Since I have to use SLES 11 for this project, does anyone know of a way
to get some of this missing software installed and working on SLES 11?
Right now, my primary concern is having a way to easily edit the menus
within GNOME. I realize that most Linux users prefer to use the command
line to do most of their work and while I started out my computer career
on the command line (with MS-DOS 1.0), I’ve been using Windows for so
long that I prefer doing as much as possible from a GUI rather than from
the command line.
[/QUOTE]
Hi
alacarte is there? From the menu system it’s under Tools Main Menu -
System view and Main Menu - User view. You can swap the menu over in
the panel, by right click and select ‘Add to Panel’ and select
Traditional Main Menu or Menu Bar for a custom version. To revert it’s
called Main Menu.
You might want to look at also adding the SLE SDK, which includes
additional devel packages.
[/QUOTE]
Ahh SLES…my bad. I was on SLED…
Do you have any SLED 11 systems?
–
Cheers Malcolm °¿° (Linux Counter #276890)
SUSE Linux Enterprise Desktop 11 (x86_64) Kernel 3.0.13-0.27-default
up 1 day 1:12, 3 users, load average: 0.00, 0.02, 0.05
CPU Intel i5 CPU M520@2.40GHz | Intel Arrandale GPU
That doesn’t work either. Any attempt to install alacarte produces an error message indicating that alacarte-lang must first be installed because alacarte requires it. Any attempt to install alacarte-lang produces a similar error that alacarte-lang cannot be installed because it has alacarte as a dependency. Both packages list the other as a dependency, so you get stuck in a catch-22 situation. You can’t install A without B already installed and you can’t install B without A already installed. They seem to have done something deliberately to keep people from installing applications intended for SLED onto SLES (and without providing an alternative). I ran into another problem. I can’t get Adobe flash working as a plugin on this SLES system. I managed to get Adobe Reader working because its install process was different from that of Flash. But I cannot get Flash working. I’ve tried copying the libflashplayer.so file into every conceivable directory that I could come up with and I still can’t get Firefox to find it and recognize it as a plugin; I don’t know where Firefox is looking for those plugins.

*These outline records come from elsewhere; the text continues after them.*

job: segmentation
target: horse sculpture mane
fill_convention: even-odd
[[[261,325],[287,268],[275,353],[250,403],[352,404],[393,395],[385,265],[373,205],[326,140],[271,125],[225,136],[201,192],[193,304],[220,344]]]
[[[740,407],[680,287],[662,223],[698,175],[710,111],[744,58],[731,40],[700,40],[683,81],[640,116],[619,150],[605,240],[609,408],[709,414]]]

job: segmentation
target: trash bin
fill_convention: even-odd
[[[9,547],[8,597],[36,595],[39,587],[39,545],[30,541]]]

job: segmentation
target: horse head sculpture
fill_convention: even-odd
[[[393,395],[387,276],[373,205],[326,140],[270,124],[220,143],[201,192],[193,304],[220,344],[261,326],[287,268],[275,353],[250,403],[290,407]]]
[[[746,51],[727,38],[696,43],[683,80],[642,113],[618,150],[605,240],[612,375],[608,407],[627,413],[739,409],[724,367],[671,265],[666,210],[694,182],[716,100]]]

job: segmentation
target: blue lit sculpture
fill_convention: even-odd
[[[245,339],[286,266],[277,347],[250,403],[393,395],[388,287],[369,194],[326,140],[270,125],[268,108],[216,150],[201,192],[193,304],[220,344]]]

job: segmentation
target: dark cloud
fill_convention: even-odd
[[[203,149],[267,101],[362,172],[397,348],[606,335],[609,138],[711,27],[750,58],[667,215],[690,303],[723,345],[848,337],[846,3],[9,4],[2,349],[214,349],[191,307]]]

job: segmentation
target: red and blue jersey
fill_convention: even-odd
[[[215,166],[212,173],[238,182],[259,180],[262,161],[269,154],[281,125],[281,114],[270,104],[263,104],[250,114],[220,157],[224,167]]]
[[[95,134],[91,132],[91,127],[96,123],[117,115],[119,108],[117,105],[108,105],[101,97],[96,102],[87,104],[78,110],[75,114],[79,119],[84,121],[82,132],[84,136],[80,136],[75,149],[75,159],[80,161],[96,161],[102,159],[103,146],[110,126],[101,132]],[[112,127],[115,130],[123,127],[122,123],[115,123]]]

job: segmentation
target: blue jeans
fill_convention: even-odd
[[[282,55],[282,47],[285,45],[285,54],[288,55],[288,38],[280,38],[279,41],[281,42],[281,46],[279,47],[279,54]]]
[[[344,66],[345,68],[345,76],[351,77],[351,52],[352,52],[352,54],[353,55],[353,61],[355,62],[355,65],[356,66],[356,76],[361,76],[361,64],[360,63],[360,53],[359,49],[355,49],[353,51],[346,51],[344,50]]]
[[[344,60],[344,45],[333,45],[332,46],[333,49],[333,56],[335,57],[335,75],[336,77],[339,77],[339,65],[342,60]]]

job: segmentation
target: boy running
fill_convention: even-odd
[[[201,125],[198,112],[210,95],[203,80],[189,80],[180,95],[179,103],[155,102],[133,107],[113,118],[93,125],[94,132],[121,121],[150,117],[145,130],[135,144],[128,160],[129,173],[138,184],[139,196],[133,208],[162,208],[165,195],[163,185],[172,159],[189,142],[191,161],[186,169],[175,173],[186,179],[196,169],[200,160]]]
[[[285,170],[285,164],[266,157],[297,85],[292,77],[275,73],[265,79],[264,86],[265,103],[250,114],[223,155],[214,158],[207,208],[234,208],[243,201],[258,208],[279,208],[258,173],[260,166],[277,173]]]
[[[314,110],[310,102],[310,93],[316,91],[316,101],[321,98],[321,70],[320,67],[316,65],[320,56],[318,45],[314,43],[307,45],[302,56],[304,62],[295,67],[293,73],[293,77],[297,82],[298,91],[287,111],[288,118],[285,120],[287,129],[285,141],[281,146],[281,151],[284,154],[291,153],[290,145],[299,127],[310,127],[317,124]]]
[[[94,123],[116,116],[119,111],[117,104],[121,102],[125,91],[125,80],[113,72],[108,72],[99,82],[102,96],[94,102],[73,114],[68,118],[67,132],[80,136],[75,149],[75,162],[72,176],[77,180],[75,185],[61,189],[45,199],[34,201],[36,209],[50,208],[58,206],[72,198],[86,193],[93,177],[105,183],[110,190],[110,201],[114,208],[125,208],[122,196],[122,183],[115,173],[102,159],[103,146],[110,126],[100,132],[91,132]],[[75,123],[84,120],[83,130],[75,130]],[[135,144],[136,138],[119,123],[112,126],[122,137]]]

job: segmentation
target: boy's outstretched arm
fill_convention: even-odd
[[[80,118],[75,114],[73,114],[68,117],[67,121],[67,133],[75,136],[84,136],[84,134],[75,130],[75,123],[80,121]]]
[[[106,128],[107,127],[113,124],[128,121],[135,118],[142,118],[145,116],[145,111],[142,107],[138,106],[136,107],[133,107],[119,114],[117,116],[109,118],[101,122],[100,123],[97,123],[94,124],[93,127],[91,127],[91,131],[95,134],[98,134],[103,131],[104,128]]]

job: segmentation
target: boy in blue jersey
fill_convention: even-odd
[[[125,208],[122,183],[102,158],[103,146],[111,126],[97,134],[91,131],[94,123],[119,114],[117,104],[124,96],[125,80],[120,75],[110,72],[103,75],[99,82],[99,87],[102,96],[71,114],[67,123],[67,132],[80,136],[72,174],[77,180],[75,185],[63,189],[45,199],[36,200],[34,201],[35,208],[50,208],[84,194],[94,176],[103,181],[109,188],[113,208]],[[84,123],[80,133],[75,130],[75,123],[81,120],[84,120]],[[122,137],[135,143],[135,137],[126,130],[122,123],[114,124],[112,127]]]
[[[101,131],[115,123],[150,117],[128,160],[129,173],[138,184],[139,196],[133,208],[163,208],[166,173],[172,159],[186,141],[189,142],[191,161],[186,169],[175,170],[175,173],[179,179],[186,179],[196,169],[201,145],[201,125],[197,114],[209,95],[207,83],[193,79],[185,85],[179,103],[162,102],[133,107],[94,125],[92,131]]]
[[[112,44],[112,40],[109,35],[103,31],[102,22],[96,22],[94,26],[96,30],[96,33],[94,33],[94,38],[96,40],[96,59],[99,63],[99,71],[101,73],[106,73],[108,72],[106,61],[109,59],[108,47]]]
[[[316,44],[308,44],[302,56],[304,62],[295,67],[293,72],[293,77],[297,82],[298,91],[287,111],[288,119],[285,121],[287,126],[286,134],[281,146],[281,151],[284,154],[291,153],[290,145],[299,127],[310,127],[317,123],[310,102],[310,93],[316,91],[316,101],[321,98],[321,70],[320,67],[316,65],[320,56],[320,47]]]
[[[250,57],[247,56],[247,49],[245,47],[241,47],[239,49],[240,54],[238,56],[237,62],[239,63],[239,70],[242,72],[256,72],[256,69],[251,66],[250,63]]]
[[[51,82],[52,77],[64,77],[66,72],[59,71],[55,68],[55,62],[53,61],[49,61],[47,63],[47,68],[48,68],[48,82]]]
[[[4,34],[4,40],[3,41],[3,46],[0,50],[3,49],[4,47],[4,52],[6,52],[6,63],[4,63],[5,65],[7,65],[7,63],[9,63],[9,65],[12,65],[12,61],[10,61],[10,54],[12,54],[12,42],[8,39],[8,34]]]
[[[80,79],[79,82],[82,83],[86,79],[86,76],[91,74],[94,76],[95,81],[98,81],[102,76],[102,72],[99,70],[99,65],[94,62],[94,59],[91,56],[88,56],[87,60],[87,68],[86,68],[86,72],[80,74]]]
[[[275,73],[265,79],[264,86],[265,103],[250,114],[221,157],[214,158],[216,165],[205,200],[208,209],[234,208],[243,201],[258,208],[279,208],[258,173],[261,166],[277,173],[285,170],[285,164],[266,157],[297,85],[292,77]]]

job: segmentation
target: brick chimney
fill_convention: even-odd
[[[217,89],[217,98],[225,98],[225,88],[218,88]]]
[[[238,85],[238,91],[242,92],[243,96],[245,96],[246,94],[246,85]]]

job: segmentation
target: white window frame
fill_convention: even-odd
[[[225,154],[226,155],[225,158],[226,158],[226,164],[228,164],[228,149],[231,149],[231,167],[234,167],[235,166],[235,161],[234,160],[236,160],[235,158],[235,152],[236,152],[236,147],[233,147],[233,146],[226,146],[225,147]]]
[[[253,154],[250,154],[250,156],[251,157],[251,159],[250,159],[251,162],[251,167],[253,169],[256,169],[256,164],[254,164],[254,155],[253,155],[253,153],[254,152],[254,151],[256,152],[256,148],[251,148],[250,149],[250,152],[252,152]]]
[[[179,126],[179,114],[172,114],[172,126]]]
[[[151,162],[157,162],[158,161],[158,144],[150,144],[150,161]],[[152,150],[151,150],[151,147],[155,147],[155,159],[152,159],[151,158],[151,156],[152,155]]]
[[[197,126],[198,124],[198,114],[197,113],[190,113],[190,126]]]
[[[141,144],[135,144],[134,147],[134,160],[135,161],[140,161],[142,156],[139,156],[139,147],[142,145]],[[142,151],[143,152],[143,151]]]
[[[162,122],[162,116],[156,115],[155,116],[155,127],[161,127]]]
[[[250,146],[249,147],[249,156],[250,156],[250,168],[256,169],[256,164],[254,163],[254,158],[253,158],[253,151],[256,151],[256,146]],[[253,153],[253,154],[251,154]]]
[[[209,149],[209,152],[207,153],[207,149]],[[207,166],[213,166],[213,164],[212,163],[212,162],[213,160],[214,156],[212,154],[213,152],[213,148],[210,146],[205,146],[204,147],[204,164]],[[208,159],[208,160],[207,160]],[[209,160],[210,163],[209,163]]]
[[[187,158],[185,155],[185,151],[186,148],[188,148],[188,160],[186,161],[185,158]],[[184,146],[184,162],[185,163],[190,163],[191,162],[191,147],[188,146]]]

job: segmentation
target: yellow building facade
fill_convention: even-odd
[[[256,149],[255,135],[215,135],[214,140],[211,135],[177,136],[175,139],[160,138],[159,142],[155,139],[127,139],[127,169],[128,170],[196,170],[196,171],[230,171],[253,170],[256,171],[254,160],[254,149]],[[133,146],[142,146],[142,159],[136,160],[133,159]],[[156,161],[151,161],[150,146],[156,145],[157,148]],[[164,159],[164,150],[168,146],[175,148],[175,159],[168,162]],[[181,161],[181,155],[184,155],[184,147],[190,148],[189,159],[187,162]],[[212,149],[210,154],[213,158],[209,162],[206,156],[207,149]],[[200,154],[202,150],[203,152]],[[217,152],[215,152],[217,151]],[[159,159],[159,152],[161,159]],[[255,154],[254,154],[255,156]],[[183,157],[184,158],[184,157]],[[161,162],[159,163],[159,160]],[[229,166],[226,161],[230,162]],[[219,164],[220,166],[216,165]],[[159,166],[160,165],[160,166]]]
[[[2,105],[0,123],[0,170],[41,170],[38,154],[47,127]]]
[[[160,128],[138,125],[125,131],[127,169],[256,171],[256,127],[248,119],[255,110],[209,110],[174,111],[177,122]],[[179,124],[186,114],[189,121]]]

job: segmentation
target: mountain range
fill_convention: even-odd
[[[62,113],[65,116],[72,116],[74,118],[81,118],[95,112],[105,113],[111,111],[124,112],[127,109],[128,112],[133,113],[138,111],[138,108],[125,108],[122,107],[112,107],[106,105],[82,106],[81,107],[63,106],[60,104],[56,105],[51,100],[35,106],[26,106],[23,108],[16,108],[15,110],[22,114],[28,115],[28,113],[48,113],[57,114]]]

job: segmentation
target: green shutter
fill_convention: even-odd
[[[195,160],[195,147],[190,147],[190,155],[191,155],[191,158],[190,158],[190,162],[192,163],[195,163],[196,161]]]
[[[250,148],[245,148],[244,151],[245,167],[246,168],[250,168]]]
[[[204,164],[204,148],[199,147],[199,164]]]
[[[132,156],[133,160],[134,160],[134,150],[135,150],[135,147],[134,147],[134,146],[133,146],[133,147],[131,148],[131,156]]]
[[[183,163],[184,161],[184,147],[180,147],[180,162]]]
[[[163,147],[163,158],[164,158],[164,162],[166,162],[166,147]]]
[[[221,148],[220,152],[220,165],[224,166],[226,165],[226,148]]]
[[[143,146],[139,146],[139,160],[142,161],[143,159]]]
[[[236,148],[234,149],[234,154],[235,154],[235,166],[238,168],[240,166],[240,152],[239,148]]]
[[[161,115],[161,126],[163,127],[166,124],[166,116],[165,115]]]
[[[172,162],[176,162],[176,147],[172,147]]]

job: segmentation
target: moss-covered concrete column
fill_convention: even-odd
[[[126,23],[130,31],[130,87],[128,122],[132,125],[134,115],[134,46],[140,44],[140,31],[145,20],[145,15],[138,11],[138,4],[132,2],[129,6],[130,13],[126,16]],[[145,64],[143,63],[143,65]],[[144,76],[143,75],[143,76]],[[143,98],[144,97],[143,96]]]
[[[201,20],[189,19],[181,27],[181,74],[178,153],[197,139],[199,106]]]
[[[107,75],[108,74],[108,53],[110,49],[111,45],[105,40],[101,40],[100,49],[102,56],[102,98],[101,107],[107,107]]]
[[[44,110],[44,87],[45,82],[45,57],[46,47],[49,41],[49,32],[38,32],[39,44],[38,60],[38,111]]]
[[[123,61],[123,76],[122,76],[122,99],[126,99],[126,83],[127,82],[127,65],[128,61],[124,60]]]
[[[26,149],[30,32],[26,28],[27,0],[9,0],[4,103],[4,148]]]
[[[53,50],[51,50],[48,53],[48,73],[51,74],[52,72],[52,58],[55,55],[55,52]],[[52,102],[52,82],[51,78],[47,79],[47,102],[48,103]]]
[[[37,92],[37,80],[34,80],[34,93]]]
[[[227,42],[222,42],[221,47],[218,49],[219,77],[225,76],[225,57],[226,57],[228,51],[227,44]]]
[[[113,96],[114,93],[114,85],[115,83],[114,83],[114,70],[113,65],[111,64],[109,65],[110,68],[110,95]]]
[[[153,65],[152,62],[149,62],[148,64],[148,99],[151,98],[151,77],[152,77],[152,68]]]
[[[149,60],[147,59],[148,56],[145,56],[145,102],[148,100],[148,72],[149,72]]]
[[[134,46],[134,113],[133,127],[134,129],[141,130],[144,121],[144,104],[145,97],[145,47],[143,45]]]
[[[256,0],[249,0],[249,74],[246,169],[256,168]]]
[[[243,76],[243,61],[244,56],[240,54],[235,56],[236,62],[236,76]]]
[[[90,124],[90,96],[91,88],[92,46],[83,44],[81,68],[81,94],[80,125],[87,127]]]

I’ve tried the following directories:
/usr/lib64/plugins (my system is a 64-bit system)
/usr/lib64/browser-plugins
/usr/lib64/browser_plugins
/usr/bin/plugins
/usr/bin/browser-plugins
/usr/bin/browser_plugins
/home//plugins
/home//browser-plugins
/home//browser_plugins
/home//.mozilla/plugins
/home//.mozilla/browser-plugins
/home//.mozilla/browser_plugins
When I installed Firefox 11 on this system, I used a manual method, so I also put “plugin” directories here to see if that would work:
Every one of those directories listed above has a libflashplayer.so file in it and that file is set to chmod 777 (to make sure it can be read, written, and executed). Now, when I installed Adobe Reader and I determined that it was working (and working as a plugin), I checked all those directories and the only one where I found what appeared to be Adobe Reader’s library file was /opt/firefox11/plugins. In that directory, in addition to the libflashplayer.so file that I had put there manually, I also found an nppdf.so file.